Im Hintergrund erhebt sich ein sanft abfallendes Gebirge, dessen Gipfel leicht in Nebel gehüllt sind. Das Wasser, vermutlich ein See oder ein breiter Flusslauf, nimmt einen großen Teil des Bildes ein und spiegelt die umliegenden Formen und Farben wider. Die Farbgebung ist gedämpft und harmonisch, mit einer Tendenz zu Pastelltönen, die eine ruhige und friedliche Atmosphäre erzeugen.
Die Komposition suggeriert eine Idylle, eine Flucht vor dem Alltagsleben in die Natur. Der Baumrahmen verstärkt diesen Eindruck von Abgeschiedenheit und Exklusivität. Der Betrachter wird förmlich in die Szene eingeführt, als wäre er selbst ein Beobachter, der durch diesen natürlichen Durchgang auf die Landschaft blickt.
Es lässt sich vermuten, dass die Darstellung nicht nur eine reine Abbildung der Natur sein möchte, sondern auch eine Reflexion über die Beziehung des Menschen zur Landschaft.

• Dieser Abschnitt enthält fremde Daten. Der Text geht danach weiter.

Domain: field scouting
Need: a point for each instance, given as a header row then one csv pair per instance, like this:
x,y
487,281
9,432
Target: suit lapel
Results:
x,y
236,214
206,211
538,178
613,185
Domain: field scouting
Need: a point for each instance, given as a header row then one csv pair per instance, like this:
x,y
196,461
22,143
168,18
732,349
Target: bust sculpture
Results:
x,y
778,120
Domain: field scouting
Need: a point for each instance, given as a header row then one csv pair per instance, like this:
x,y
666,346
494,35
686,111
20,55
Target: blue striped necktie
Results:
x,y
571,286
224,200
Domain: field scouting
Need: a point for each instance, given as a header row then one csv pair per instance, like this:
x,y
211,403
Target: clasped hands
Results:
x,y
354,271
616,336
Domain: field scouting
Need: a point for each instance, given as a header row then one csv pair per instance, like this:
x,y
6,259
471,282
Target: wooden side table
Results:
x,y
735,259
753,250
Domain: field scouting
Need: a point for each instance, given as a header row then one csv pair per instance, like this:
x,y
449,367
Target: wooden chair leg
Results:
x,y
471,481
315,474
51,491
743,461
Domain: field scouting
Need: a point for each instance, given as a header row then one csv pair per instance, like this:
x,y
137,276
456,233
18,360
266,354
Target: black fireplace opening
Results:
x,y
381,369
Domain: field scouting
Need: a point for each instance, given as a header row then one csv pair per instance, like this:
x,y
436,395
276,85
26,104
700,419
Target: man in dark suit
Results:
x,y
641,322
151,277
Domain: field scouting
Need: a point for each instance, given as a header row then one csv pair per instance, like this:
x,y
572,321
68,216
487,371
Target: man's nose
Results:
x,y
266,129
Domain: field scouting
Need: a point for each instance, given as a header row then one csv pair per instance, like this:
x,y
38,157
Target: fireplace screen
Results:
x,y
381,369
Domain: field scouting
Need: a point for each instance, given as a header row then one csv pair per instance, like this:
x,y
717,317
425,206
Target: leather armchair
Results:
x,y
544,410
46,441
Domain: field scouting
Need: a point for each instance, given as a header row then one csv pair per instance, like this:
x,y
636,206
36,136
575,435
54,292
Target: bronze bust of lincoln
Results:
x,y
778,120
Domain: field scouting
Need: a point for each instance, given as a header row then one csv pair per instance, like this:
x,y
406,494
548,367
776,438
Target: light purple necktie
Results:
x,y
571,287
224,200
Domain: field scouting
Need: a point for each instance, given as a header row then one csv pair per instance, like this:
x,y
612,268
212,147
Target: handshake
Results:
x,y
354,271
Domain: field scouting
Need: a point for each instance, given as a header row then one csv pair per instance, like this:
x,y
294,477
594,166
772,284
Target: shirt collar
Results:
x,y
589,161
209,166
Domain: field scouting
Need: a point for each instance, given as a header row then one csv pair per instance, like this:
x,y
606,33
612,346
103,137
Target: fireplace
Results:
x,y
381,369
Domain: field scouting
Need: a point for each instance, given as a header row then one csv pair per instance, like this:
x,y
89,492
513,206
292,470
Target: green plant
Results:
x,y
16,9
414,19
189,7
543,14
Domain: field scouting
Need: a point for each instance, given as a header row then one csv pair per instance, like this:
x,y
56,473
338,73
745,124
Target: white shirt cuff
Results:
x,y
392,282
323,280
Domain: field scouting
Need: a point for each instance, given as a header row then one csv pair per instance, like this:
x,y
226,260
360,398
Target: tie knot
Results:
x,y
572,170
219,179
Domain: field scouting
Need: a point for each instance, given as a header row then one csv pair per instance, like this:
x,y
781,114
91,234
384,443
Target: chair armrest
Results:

Die präsenten Figuren deuten auf eine menschliche Interaktion mit der Natur hin, die sowohl Beobachtung als auch Erholung beinhaltet. Die Szene könnte als eine Darstellung der Romantik interpretiert werden, die das Gefühl der Sehnsucht nach der Natur, der Melancholie und des Individuums betont. Die ruhige Stimmung, die sanften Farben und die idyllische Landschaft tragen zu dieser Interpretation bei.